まだエアコン工事駆け出しの頃、インサートにミリねじとインチねじがあり建物ごとにばらばらなことを知らず「あれ?硬くて入らない・・・」と苦戦したことを思い出します😅
インサートの深さとねじのサイズをチェック。
深さは4cm程でサイズは10mm(ミリねじ)です。
ここにインチねじ(3/8インチ)を使用してもスルスルとうまく入ったように勘違いしますが、それではインサートよりボルトが細くしかもねじのピッチが異なるため点接触になり双方のネジ山を壊します。
六角ボルトが75mmとちょっと長めですが問題ないのでこれを使用します。
ほかにスプリングワッシャーと大きめの平ワッシャーを用意しました。
先に六角ボルトをレンチで軽く締めてそれからナットを締め付けます。
吊り用のステーを付けて
室外機の設置位置や足寸法に合わせて付けます。
いよいよ室外機を上げますが一人作業なので
専用の吊り下げ(上げ)機を使用します。
これは室外機の重心が中心より右側にあるためです。
玉掛の技能試験を思い出しますが目で見たものの重心がどこにあるかという出題がありました😅
室外機の吊り下げ機は一本吊りのためこの判断を間違えると滑って落下します。
使用した日晴金属製の天吊り金具には吊り下げ機が付けられるように加工がしてあります。
吊り下げ機も同じく日晴金属製なのでこのようになっています。
室外機を上げます。
綱引きのようにベルトを引くと上がっていきます。
周囲に接触するものがないか注意しながら上昇。
このとき吊り荷の下に入らないのは基本中の基本。
上がりました。
このあとは室外機を載せる金具を渡して吊り下げ機を取り去ります。
最後に各所のボルトナット類を確認も兼ねて増し締めします。
それとはじめに取り付けたボルトナット類には
酸化防止(サビ止め)にシリコンのコーキング材を薄く塗りました。
ここでお隣さんからパーテーション越しに声がかかり「こっちに風がこない?」と心配されています。

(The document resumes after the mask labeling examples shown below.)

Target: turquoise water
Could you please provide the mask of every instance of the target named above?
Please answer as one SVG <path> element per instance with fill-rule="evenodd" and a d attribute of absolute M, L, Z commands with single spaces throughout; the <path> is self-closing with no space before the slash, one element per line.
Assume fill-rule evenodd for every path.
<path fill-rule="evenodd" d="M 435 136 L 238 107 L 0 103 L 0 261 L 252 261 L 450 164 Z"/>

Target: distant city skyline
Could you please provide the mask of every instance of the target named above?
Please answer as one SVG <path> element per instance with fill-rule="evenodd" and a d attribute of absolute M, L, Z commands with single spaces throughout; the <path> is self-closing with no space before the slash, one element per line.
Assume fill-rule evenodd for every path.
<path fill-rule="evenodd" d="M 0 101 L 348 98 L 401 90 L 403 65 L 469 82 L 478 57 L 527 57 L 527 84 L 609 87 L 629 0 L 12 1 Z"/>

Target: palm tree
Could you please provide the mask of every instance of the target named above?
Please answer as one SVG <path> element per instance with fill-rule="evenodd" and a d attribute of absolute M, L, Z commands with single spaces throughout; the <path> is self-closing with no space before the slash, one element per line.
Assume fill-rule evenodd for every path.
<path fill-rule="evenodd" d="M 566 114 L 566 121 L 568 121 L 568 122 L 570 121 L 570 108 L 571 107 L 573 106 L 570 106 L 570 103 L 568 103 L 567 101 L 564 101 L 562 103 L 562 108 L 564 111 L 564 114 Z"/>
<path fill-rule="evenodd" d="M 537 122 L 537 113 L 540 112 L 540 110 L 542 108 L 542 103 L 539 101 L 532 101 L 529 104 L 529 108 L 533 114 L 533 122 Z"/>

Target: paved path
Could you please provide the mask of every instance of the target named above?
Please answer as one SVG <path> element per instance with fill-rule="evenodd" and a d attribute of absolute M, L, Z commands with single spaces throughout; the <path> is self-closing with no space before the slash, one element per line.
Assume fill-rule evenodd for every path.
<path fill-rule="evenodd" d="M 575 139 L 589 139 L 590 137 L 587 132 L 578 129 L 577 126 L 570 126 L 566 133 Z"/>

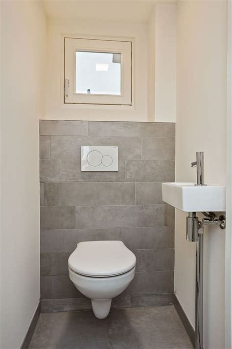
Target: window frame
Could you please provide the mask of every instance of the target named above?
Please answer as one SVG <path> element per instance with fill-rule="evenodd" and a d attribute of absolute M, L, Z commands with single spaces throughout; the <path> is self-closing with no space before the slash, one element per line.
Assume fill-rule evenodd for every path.
<path fill-rule="evenodd" d="M 65 105 L 88 105 L 101 106 L 132 107 L 133 45 L 132 38 L 113 39 L 108 37 L 80 37 L 63 35 L 64 76 L 63 101 Z M 77 51 L 120 53 L 121 64 L 121 95 L 77 94 L 75 92 L 75 54 Z M 66 79 L 69 79 L 69 93 L 66 95 Z"/>

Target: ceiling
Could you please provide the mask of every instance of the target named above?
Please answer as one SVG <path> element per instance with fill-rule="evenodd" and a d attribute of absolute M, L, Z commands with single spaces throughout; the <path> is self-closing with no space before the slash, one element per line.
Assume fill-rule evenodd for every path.
<path fill-rule="evenodd" d="M 46 15 L 69 18 L 146 23 L 155 0 L 44 0 Z M 159 2 L 172 2 L 160 0 Z"/>

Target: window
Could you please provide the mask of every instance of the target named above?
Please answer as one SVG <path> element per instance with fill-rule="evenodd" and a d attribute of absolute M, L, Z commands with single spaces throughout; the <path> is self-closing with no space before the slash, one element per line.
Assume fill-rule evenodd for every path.
<path fill-rule="evenodd" d="M 132 105 L 132 43 L 65 38 L 65 103 Z"/>

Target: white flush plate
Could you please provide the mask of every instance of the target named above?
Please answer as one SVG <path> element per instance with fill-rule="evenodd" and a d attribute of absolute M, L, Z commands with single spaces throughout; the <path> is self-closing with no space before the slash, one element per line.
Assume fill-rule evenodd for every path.
<path fill-rule="evenodd" d="M 118 171 L 117 147 L 81 147 L 82 171 Z"/>

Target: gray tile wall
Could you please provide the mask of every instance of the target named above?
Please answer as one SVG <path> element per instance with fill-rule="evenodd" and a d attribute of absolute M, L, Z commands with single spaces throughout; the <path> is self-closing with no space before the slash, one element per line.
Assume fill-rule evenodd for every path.
<path fill-rule="evenodd" d="M 172 301 L 172 209 L 161 183 L 175 179 L 175 124 L 41 120 L 42 311 L 88 309 L 68 259 L 81 241 L 122 240 L 137 259 L 115 307 Z M 117 146 L 118 171 L 81 171 L 81 145 Z"/>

風は外の方向に吹き出すことを説明してご納得されていました。
しかしお隣の室外機を見るとベランダに床置きしています。
じつはこういう公営系の建物は消防法の観点から室外機を床置きすることを禁止しているところがあります。
(こちらもそのタイプのようです)
いずれ室外機を天吊りするように指導されるかもしれません。
室外機の天井吊りというのはベランダを広く使ってもらおうというような使用に配慮したものではなく、災害時の避難の際に障害となるのでそもそも床に置くなということなのです。
ベランダは専有部ではなく共用避難路という解釈です。
ということで建物の管理に確認して適切な設置をおこないましょう。